As my recent adventures have distanced me from financial issues (not in a good way), I have started to think that a trimmed down version without ‘cheap’ can be applied to what I am doing a lot currently, namely writing. You can write something quickly, but it is unlikely that it will turn out to be very good. One of my favourite sayings (which I may or may not have come up with) is that ‘Cream rises to the top. You can’t push it’. With such as these blogs, my haste to get it out there often results in something that is not as good as I’d wish it to be.

The issue of the readers’ responses to the Indy feature made me revisit this. Pretty much all were ‘via email’. Issue and response neatly concluded within 48 hours. I missed my shot because I simply had no window. It’s the era of the quick… or the unpublished.

But even if I had fired something off, it would have been an initial draft. Not crafted or mulled over at all. Sad really. And prevalent across every aspect of life.
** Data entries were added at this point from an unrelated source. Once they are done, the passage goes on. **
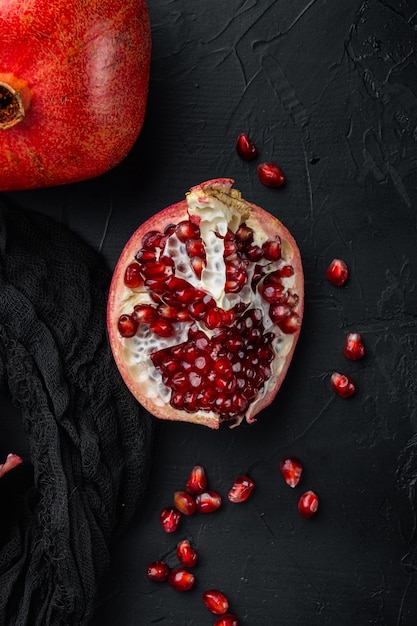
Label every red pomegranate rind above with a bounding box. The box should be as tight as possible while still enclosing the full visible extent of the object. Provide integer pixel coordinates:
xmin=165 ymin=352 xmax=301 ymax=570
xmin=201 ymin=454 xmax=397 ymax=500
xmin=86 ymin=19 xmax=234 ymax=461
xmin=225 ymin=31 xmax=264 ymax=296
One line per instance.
xmin=107 ymin=178 xmax=304 ymax=429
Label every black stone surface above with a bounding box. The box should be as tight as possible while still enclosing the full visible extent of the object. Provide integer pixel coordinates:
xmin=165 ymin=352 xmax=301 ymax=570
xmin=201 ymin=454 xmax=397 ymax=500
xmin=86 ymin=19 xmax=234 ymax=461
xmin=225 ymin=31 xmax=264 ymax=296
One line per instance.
xmin=3 ymin=0 xmax=417 ymax=624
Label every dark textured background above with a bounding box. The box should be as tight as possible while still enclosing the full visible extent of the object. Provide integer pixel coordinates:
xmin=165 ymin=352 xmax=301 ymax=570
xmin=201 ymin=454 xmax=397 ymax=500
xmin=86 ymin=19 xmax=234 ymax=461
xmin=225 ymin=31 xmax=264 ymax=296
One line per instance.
xmin=3 ymin=0 xmax=417 ymax=624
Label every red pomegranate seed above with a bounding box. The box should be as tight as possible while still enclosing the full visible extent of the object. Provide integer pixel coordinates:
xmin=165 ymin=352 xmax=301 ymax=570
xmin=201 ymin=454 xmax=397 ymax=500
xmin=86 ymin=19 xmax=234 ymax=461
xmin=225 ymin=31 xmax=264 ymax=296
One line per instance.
xmin=330 ymin=372 xmax=355 ymax=398
xmin=124 ymin=262 xmax=143 ymax=288
xmin=146 ymin=560 xmax=170 ymax=582
xmin=0 ymin=453 xmax=23 ymax=478
xmin=160 ymin=506 xmax=181 ymax=533
xmin=204 ymin=307 xmax=224 ymax=329
xmin=228 ymin=475 xmax=255 ymax=503
xmin=186 ymin=238 xmax=206 ymax=258
xmin=344 ymin=332 xmax=365 ymax=360
xmin=133 ymin=303 xmax=158 ymax=323
xmin=257 ymin=161 xmax=285 ymax=188
xmin=190 ymin=256 xmax=205 ymax=278
xmin=149 ymin=318 xmax=174 ymax=338
xmin=236 ymin=133 xmax=258 ymax=160
xmin=202 ymin=589 xmax=229 ymax=615
xmin=174 ymin=491 xmax=196 ymax=516
xmin=262 ymin=239 xmax=281 ymax=261
xmin=326 ymin=258 xmax=348 ymax=286
xmin=141 ymin=230 xmax=164 ymax=249
xmin=195 ymin=490 xmax=222 ymax=513
xmin=117 ymin=314 xmax=138 ymax=338
xmin=279 ymin=457 xmax=303 ymax=488
xmin=176 ymin=220 xmax=200 ymax=242
xmin=214 ymin=614 xmax=239 ymax=626
xmin=186 ymin=465 xmax=207 ymax=495
xmin=298 ymin=490 xmax=319 ymax=518
xmin=278 ymin=312 xmax=302 ymax=334
xmin=176 ymin=539 xmax=198 ymax=568
xmin=168 ymin=567 xmax=195 ymax=591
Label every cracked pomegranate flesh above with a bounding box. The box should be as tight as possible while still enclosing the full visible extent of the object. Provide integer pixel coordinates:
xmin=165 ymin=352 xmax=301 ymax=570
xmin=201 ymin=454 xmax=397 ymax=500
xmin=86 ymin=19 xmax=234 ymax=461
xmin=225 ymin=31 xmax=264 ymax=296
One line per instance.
xmin=107 ymin=178 xmax=304 ymax=428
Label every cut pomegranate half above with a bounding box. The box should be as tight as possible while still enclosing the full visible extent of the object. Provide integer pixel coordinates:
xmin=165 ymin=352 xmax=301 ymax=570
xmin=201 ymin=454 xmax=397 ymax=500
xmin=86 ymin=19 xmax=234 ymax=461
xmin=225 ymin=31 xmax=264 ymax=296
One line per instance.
xmin=107 ymin=178 xmax=304 ymax=428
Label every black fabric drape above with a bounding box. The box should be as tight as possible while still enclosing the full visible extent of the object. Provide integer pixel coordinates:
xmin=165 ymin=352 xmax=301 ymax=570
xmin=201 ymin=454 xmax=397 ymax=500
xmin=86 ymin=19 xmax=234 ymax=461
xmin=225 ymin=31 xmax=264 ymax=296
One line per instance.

The demands of producing anything no matter what almost ensure we never make whatever it is worthwhile.

Wouldn’t it be nice to get back to when something is worth wait for?

REALITY 2nd BITES

Either there was not much on TV last night, or the critics are reading my blog. Anyway, the only programmes to get reviewed were the reality shows I mentioned the other day. And without even seeing them it looks like I was pretty much bang on! The feisty lady’s attempt to kick kids into gear has not gone down well. The green family fared better, but the Indy critic did pause to wonder how being a consultant in the defence industry squared with planet-saving. But hey, I still like to write ads. Better to have that as a day job and do what he’s doing to mitigate, rather than compounding the deal by not caring. Highlights the problems we all face juggling jobs, family... and our environmental impact.

MISSING TARGETS

Just a thought, but what is the point of all these targets? Seems ‘we’ just missed one to do with emissions, and the sum total of the response has been a collective ‘Oh well’, and simply setting another target. No one lost a job, and indeed no one was actually mentioned as being responsible. It just sort off ‘happened’.

But hit a target and the gongs are handed out quicker than you can say ‘peerage for sale’.

There’s the usual ‘we’re disappointed’ noises from the eco-groups, but about the best they can come up with is ‘must do better’. Er, how? If our Government can’t police itself enough to do what it should, what chance do the rest of us have?